By Megan Bianco
Richard Linklater’s new dramedy, Where’d You Go, Bernadette?, is about a Pacific Northwest suburban housewife played by Cate Blanchett, who has a nervous breakdown and then intentionally disappears to rediscover who she is as a person. If this sounds familiar to you, it might be because it’s based on the best-selling 2012 novel of the same name by Maria Semple. Or it could be because this movie was actually filmed more than two years ago, with Annapurna Pictures and United Artists continually pushing back the release date until ultimately dumping it into the dead zone that is late August.

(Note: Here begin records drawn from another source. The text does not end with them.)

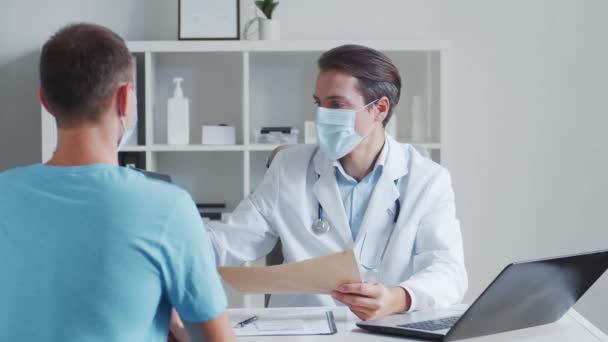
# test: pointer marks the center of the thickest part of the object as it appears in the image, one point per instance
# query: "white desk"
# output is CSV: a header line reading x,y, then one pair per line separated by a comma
x,y
571,328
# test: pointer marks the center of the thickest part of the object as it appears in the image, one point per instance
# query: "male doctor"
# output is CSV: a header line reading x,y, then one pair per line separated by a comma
x,y
356,189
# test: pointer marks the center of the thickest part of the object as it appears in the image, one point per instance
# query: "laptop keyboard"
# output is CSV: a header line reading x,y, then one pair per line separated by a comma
x,y
433,325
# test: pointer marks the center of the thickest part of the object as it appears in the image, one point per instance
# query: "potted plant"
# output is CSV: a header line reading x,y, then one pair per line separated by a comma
x,y
269,28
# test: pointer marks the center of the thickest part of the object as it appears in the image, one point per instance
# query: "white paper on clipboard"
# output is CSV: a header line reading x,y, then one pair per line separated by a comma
x,y
285,321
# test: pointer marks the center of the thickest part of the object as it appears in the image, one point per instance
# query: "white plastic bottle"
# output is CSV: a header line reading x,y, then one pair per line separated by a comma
x,y
178,116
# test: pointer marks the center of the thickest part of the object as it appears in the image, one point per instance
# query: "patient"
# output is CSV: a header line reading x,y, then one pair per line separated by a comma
x,y
90,251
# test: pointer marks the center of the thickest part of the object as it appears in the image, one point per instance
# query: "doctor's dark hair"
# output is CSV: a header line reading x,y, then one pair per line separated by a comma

Now that audiences are finally getting a chance to see the mysteriously postponed feature, with the studios obviously not sure what to do with it, I can say that it’s not one of the worst films I’ve seen this year. But it is one of the more frustrating.
Where’d You Go, Bernadette? has a lot going on that might have been, interestingly enough, too much for Linklater. With characters that have extreme neuroses like Blanchett’s character has, there can be a fine line with them coming across as either relatable or very insufferable.
You really need a storyteller who knows how this type of personality and mental history operates, and I didn’t get that impression with anyone involved with the film or its script. Even worse, Bernadette isn’t even the most unlikable part of the movie. That would be Emma Nelson’s Bee, who is, unfortunately, the most recent manifestation of the “obnoxious, precocious, know-it-all kid.” For me, Where’d You Go, Bernadette? felt like watching a less disastrous repeat of Cameron Crowe’s Aloha (2015).